Māori art has a new home

Dean McLeod, pictured at last week’s opening. Photo: Michael Jeans. 

Following the opening of the Wairau Gallery in Whangarei earlier this year, Cambridge now has its own dedicated space for Māori toi (art). Te Toi Whakaahua gallery celebrated its formal opening on February 25, where approximately 40 patrons were greeted with a powhiri from exhibited artist Michael Matchitt, live music, and a speech by founder and director Dean McLeod.

Dean, a Wintec visual arts graduate, created the space to support up and coming artists, with mentorship and artistic support being a large part of the kaupapa.

“Te Toi Whakaahua is the end of a dream and the start of a reality.” says Dean, “I’ve always dreamt of starting a gallery where I can support artists and give them a voice”

Artist Kayla Delvene was among the first artists to exhibit their toi at the gallery.

“Being takatāpui tangata and having this space to showcase my mahi toi is such a beautiful thing and to have someone like Dean create this space for tangata whenua is amazing and so impactful”

Opening night at Te Toi Whakaahua drew a sizeable crowd, but Dean urged patrons not to overlook any of the art.

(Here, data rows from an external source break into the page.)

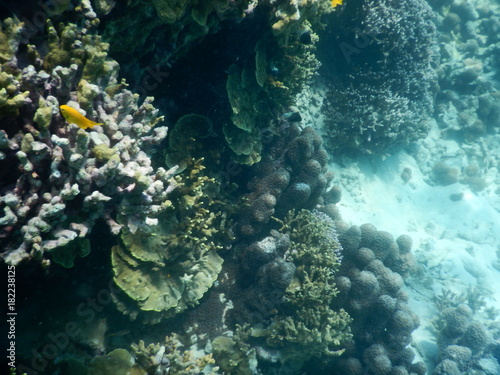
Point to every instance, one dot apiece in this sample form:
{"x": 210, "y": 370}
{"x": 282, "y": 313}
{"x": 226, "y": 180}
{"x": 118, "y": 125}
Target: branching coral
{"x": 306, "y": 324}
{"x": 62, "y": 178}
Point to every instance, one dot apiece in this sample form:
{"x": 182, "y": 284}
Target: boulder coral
{"x": 292, "y": 175}
{"x": 372, "y": 293}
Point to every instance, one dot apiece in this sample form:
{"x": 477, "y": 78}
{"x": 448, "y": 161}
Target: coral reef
{"x": 383, "y": 79}
{"x": 372, "y": 293}
{"x": 306, "y": 323}
{"x": 292, "y": 175}
{"x": 170, "y": 357}
{"x": 466, "y": 110}
{"x": 167, "y": 267}
{"x": 466, "y": 340}
{"x": 63, "y": 178}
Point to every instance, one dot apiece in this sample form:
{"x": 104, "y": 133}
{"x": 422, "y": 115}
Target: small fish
{"x": 73, "y": 116}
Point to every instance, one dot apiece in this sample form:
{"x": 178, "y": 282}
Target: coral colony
{"x": 160, "y": 170}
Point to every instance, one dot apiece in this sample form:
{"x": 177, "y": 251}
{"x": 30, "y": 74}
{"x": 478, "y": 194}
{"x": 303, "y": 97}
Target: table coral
{"x": 167, "y": 267}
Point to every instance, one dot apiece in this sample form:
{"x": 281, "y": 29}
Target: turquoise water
{"x": 245, "y": 187}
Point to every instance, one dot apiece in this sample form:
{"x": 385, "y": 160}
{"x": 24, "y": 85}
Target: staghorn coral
{"x": 306, "y": 324}
{"x": 61, "y": 179}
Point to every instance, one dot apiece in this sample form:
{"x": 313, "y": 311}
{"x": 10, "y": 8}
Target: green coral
{"x": 233, "y": 354}
{"x": 269, "y": 81}
{"x": 180, "y": 361}
{"x": 307, "y": 324}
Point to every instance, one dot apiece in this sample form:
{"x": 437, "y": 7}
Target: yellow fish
{"x": 73, "y": 116}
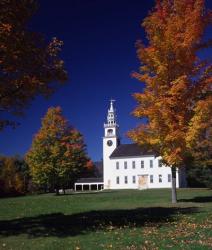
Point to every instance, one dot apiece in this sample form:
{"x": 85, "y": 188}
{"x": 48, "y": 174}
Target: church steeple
{"x": 111, "y": 116}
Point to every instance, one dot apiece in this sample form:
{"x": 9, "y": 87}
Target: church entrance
{"x": 143, "y": 181}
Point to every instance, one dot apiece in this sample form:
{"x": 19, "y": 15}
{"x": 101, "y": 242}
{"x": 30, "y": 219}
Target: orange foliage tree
{"x": 177, "y": 82}
{"x": 58, "y": 154}
{"x": 11, "y": 179}
{"x": 28, "y": 64}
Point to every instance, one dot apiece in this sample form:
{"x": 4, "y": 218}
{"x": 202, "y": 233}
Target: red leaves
{"x": 169, "y": 65}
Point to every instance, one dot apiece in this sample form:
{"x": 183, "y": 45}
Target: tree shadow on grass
{"x": 61, "y": 225}
{"x": 199, "y": 199}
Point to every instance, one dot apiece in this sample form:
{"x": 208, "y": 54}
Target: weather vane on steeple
{"x": 111, "y": 104}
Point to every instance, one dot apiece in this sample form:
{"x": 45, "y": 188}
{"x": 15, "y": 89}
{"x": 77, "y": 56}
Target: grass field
{"x": 108, "y": 220}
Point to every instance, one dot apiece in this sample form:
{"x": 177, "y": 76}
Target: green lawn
{"x": 108, "y": 220}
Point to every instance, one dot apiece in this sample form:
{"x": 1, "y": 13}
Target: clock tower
{"x": 110, "y": 142}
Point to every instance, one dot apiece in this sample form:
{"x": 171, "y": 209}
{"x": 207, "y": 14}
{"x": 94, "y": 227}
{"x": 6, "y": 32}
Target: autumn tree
{"x": 28, "y": 65}
{"x": 11, "y": 179}
{"x": 58, "y": 154}
{"x": 177, "y": 82}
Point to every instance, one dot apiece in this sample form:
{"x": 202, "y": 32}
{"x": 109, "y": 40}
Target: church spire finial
{"x": 111, "y": 105}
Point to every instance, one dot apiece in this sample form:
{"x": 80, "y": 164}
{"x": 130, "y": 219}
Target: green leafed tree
{"x": 58, "y": 154}
{"x": 29, "y": 65}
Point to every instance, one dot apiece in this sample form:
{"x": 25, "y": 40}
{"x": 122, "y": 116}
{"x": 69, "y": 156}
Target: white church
{"x": 127, "y": 166}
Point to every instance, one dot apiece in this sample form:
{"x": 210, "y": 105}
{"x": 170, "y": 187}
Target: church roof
{"x": 130, "y": 150}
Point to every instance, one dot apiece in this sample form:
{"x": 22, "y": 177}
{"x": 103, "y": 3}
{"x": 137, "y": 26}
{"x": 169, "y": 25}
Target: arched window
{"x": 109, "y": 131}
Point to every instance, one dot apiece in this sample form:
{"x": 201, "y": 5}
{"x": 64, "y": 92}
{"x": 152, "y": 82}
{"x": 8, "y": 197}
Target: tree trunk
{"x": 174, "y": 190}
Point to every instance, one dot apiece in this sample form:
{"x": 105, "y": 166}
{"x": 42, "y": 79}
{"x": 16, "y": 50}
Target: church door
{"x": 143, "y": 181}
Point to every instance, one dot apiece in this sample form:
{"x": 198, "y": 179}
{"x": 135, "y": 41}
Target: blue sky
{"x": 99, "y": 53}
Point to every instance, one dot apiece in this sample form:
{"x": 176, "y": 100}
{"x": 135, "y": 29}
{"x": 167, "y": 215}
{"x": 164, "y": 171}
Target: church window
{"x": 134, "y": 180}
{"x": 125, "y": 179}
{"x": 133, "y": 164}
{"x": 110, "y": 132}
{"x": 125, "y": 165}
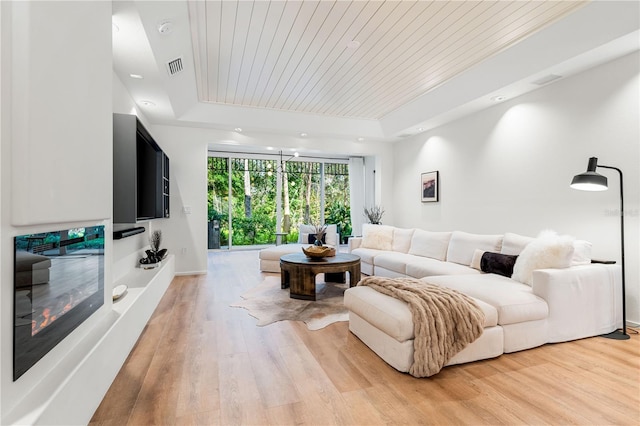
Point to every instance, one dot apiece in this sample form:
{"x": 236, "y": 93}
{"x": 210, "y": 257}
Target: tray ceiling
{"x": 358, "y": 59}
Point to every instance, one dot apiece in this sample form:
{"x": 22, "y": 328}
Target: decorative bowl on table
{"x": 318, "y": 252}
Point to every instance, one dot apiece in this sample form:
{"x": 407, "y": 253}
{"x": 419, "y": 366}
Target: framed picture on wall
{"x": 430, "y": 187}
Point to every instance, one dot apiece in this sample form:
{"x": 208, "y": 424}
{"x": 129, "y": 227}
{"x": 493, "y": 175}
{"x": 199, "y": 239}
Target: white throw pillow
{"x": 430, "y": 244}
{"x": 549, "y": 250}
{"x": 581, "y": 253}
{"x": 402, "y": 239}
{"x": 476, "y": 261}
{"x": 514, "y": 243}
{"x": 379, "y": 237}
{"x": 463, "y": 245}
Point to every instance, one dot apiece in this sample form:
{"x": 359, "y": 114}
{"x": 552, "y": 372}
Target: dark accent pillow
{"x": 497, "y": 263}
{"x": 312, "y": 239}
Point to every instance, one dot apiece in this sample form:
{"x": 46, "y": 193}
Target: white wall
{"x": 56, "y": 166}
{"x": 508, "y": 168}
{"x": 187, "y": 149}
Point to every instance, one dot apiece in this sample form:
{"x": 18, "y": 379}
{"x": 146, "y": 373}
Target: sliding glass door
{"x": 260, "y": 200}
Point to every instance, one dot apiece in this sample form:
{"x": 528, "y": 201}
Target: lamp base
{"x": 616, "y": 335}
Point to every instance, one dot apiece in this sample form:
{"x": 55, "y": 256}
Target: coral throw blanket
{"x": 445, "y": 320}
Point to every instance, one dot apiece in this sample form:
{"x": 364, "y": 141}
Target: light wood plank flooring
{"x": 200, "y": 362}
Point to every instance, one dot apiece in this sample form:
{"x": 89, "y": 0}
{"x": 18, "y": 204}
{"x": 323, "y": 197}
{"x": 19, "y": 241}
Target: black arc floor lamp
{"x": 593, "y": 181}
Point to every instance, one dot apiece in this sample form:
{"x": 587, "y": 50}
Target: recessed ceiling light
{"x": 165, "y": 27}
{"x": 353, "y": 44}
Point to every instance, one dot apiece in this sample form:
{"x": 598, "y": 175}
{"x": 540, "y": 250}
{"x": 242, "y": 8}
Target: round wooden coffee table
{"x": 298, "y": 272}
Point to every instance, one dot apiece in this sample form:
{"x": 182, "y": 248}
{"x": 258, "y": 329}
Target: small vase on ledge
{"x": 154, "y": 254}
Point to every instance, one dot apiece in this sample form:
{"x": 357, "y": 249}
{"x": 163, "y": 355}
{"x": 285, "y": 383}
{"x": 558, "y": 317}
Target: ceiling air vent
{"x": 175, "y": 66}
{"x": 546, "y": 79}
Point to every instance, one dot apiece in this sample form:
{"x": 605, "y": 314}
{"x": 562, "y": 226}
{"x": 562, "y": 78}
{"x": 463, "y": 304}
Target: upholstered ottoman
{"x": 385, "y": 325}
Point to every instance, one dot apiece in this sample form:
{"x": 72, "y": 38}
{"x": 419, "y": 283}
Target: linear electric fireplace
{"x": 58, "y": 283}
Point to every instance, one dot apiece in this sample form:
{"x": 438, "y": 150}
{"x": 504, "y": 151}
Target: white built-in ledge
{"x": 77, "y": 399}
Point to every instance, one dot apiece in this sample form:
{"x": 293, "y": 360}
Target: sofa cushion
{"x": 419, "y": 267}
{"x": 549, "y": 250}
{"x": 430, "y": 244}
{"x": 462, "y": 246}
{"x": 379, "y": 237}
{"x": 514, "y": 301}
{"x": 402, "y": 239}
{"x": 393, "y": 316}
{"x": 393, "y": 261}
{"x": 514, "y": 243}
{"x": 366, "y": 254}
{"x": 581, "y": 253}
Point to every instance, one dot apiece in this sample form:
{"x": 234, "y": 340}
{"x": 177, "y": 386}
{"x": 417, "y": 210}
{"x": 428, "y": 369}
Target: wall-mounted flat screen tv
{"x": 58, "y": 284}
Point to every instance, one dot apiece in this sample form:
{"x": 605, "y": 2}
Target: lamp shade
{"x": 590, "y": 180}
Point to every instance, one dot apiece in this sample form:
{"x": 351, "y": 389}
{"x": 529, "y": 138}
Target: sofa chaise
{"x": 554, "y": 294}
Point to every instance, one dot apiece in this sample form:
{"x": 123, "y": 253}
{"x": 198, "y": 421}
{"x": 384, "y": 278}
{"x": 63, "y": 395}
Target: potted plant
{"x": 154, "y": 254}
{"x": 374, "y": 214}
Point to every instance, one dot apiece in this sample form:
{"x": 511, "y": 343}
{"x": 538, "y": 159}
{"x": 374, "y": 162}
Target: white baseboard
{"x": 191, "y": 273}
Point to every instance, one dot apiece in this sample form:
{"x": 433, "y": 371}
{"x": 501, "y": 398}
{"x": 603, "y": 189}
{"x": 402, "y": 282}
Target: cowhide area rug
{"x": 269, "y": 303}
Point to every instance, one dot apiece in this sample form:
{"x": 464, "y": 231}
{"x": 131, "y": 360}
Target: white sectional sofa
{"x": 556, "y": 294}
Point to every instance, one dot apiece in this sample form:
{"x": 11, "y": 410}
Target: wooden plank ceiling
{"x": 300, "y": 55}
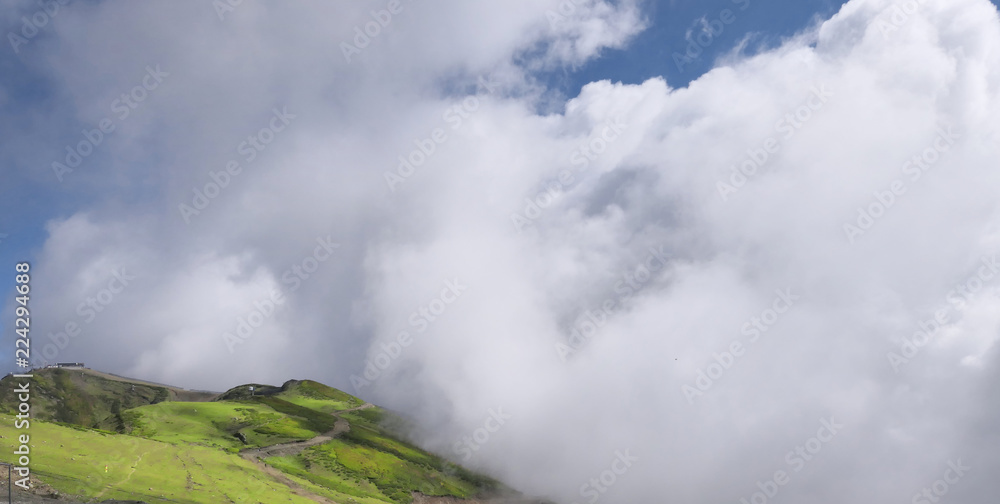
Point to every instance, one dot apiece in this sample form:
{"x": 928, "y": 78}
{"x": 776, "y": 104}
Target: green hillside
{"x": 97, "y": 437}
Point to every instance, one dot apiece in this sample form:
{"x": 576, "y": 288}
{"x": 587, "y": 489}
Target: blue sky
{"x": 551, "y": 223}
{"x": 651, "y": 54}
{"x": 30, "y": 196}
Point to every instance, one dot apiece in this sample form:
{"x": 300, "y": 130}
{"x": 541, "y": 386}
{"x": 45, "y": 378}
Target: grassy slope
{"x": 188, "y": 451}
{"x": 370, "y": 465}
{"x": 80, "y": 398}
{"x": 72, "y": 460}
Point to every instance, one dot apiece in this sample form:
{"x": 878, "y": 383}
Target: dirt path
{"x": 256, "y": 455}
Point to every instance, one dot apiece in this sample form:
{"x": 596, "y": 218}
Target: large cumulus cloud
{"x": 710, "y": 279}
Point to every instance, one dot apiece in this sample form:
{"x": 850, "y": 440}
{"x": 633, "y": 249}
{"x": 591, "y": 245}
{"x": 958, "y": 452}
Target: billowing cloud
{"x": 777, "y": 283}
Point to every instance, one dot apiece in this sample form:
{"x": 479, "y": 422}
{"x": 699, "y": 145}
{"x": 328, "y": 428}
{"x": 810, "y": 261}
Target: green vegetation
{"x": 91, "y": 464}
{"x": 104, "y": 438}
{"x": 81, "y": 398}
{"x": 215, "y": 424}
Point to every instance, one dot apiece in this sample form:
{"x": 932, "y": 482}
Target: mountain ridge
{"x": 101, "y": 436}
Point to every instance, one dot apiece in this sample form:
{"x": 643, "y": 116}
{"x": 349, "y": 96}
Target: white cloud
{"x": 654, "y": 185}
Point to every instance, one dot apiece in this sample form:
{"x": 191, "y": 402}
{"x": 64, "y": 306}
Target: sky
{"x": 607, "y": 251}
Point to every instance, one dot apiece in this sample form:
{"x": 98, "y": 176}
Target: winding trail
{"x": 257, "y": 455}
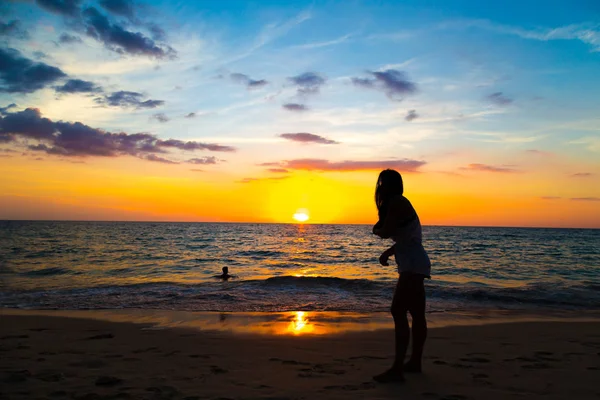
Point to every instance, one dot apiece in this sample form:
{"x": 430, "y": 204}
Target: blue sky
{"x": 456, "y": 85}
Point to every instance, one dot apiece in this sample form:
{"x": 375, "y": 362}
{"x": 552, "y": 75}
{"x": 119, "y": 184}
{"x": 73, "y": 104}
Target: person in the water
{"x": 398, "y": 220}
{"x": 225, "y": 275}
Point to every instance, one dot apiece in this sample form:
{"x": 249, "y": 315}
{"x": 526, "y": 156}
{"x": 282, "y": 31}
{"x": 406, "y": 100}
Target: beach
{"x": 79, "y": 357}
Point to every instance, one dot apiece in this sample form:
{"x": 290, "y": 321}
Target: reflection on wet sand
{"x": 294, "y": 323}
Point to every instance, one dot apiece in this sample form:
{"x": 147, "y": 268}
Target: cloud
{"x": 246, "y": 80}
{"x": 488, "y": 168}
{"x": 412, "y": 115}
{"x": 275, "y": 178}
{"x": 127, "y": 99}
{"x": 123, "y": 8}
{"x": 122, "y": 41}
{"x": 77, "y": 139}
{"x": 4, "y": 110}
{"x": 307, "y": 138}
{"x": 191, "y": 146}
{"x": 68, "y": 8}
{"x": 65, "y": 38}
{"x": 203, "y": 160}
{"x": 499, "y": 99}
{"x": 295, "y": 107}
{"x": 586, "y": 33}
{"x": 78, "y": 86}
{"x": 155, "y": 158}
{"x": 22, "y": 75}
{"x": 313, "y": 164}
{"x": 585, "y": 198}
{"x": 13, "y": 29}
{"x": 308, "y": 83}
{"x": 160, "y": 117}
{"x": 392, "y": 82}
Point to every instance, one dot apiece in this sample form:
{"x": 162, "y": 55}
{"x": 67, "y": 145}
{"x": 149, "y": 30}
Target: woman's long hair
{"x": 389, "y": 184}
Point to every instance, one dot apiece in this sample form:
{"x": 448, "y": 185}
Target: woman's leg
{"x": 401, "y": 335}
{"x": 419, "y": 325}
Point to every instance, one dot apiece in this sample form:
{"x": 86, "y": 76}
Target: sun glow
{"x": 301, "y": 215}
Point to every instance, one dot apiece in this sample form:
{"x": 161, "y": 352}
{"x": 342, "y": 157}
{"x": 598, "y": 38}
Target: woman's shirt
{"x": 409, "y": 252}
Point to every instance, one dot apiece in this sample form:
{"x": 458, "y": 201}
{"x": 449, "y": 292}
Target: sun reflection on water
{"x": 300, "y": 324}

“The artist is always trying to tell you something, you just have to look. Stop at every piece and ask yourself if you like it. And if you don’t – why?”

Whakairo (carving) artist Michael Matchitt was also exhibited at the gallery opening, featuring intricate pieces. The nephew of renowned artist Para Matchitt, Michael brings a hint of legend to the space.

Other artists exhibited include Pounamu Wharekawa, an indigenous artist in Kirikiriroa, and Julie Anne Spittlehouse. Julie died in 2017, leaving the last of her many artworks to her children.

Te Toi Whakaahua is at 32 Victoria Street, Cambridge.